When we started putting together a spatial audio system, no inexpensive hardware and software combination existed to produce true 3-D spatial audio. Although there are software APIs that allow arbitrary, not necessarily co-planar positioning of sound sources, such as Microsoft DirectSound and the Advanced Linux Sound Architecture (ALSA), the low-level drivers officially support only the co-planar 4.1, 5.1 and 7.1 speaker positions mentioned earlier. There is no way to tell the drivers that the speakers have been moved to an alternate configuration, for example, with speakers above or below the listener. So even though software developers could position a sound above or below the user's head, the low-level drivers still assumed the sound was emitted in a circle around the user's head. The bulk of true 3-D spatial audio support comes from customized APIs.

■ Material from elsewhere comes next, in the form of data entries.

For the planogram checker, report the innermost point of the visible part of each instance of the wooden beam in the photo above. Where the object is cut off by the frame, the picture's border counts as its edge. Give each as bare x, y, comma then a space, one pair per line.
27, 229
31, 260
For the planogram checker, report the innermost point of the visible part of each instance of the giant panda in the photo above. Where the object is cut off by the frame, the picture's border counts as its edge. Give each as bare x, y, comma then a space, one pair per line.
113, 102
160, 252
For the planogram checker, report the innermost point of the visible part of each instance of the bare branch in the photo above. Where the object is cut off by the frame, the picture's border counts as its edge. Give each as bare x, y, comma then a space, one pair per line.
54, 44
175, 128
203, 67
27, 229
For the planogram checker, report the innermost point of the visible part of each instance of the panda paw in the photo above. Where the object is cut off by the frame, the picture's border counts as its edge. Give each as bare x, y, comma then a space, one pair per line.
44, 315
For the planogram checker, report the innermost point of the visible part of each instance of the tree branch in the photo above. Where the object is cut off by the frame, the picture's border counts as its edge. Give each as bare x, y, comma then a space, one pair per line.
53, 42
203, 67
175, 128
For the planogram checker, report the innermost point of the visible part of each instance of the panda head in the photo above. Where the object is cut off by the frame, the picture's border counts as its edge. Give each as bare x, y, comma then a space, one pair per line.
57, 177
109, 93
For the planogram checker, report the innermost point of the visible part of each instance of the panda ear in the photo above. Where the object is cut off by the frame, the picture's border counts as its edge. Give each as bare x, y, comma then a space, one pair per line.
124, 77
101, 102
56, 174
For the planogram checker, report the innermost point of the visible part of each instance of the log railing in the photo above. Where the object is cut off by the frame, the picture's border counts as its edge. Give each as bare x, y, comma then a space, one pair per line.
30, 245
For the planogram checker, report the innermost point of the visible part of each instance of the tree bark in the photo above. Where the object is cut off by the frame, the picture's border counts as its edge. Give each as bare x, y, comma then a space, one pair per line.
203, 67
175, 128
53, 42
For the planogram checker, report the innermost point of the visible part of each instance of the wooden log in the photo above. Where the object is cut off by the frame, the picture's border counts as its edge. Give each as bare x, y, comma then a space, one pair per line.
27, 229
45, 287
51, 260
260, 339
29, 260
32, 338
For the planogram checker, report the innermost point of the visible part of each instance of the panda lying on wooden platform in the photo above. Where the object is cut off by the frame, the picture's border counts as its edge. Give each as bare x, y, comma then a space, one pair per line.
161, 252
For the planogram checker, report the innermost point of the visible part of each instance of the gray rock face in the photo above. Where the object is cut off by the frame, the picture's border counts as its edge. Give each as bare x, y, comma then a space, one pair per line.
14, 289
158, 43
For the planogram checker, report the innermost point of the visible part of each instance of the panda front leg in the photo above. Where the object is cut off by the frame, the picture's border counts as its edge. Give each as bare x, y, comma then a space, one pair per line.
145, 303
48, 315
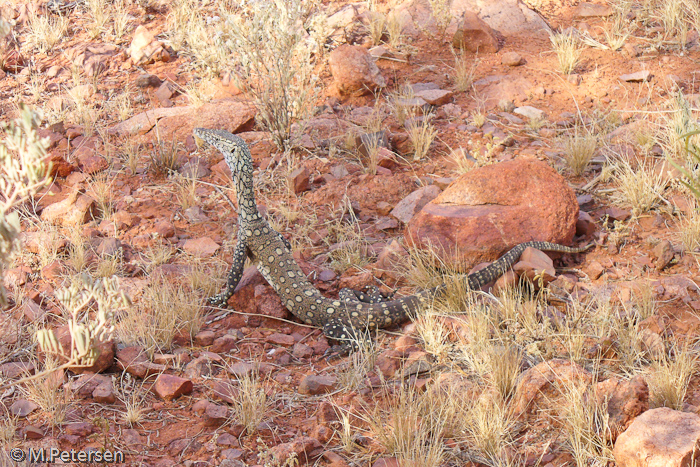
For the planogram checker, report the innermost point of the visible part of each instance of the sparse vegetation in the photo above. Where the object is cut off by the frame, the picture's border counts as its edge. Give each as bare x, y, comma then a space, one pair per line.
568, 51
449, 392
579, 149
251, 406
463, 71
640, 188
267, 50
23, 173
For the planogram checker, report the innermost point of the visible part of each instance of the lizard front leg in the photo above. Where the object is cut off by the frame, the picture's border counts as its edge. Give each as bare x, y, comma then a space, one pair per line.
240, 253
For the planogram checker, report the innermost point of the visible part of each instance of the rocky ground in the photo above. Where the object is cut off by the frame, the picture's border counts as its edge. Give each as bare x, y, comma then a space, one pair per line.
438, 135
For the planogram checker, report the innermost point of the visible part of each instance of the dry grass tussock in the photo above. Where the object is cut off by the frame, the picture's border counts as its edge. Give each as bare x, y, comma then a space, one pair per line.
265, 48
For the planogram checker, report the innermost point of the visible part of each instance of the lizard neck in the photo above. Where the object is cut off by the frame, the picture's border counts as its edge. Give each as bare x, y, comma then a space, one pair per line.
242, 171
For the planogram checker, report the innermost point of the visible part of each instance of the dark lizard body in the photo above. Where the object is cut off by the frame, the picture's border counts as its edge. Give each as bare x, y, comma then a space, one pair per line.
340, 318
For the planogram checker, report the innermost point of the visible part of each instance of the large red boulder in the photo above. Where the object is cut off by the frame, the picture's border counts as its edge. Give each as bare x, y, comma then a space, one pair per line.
489, 210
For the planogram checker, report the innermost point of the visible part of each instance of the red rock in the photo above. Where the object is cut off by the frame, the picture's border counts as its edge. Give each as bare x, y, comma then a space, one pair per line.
625, 401
171, 387
489, 210
32, 432
224, 344
663, 252
203, 247
163, 94
60, 167
302, 351
408, 207
508, 280
660, 437
76, 209
386, 462
585, 225
354, 70
104, 360
511, 59
301, 448
475, 35
131, 437
104, 393
535, 265
134, 361
22, 408
540, 385
165, 229
225, 391
176, 123
13, 370
334, 460
299, 180
32, 311
215, 415
86, 383
198, 369
312, 385
268, 303
88, 161
81, 429
435, 96
388, 363
280, 339
592, 10
204, 338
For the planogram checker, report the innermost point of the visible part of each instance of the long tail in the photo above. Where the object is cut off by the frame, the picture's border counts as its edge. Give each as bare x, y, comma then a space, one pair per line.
504, 263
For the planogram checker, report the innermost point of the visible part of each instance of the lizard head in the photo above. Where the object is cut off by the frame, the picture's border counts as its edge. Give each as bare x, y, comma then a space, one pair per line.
234, 149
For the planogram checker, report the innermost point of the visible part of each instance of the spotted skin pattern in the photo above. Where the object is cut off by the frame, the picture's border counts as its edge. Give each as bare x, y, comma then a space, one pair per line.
354, 311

Tommi Ilmonen at the Helsinki University of Technology (HUT) developed a 3-D spatial audio API called Mustajuuri that is built on the ALSA drivers. The Mustajuuri API implements Vector Base Amplitude Panning (VBAP), introduced by Ville Pulkki (see the on-line Resources), as the underlying 3-D spatial audio model. In short, VBAP is the algorithm responsible for moving a sound across a 3-D array of speakers and making the sound appear to come from a specific direction. VBAP selects the three speakers closest to the virtual sound position and calculates the required volumes for each speaker. See Figure 1 for an example of how VBAP panning works. Mustajuuri also simulates depth for audio by using time delays and distance attenuation. This makes it possible to position a sound anywhere in space relative to the listener. Mustajuuri already has been used to produce 3-D spatial audio using high-end audio cards, but up until now it has not supported low-end audio cards.

Figure 1. View of 3-D spatial audio test case in the immersive room. Visual depictions show from which speakers the sound is coming for the current view. For each sound, the three speakers closest to the virtual sound source are used to play the sound. Their volumes are varied based on the distance from the speaker and a number of other factors.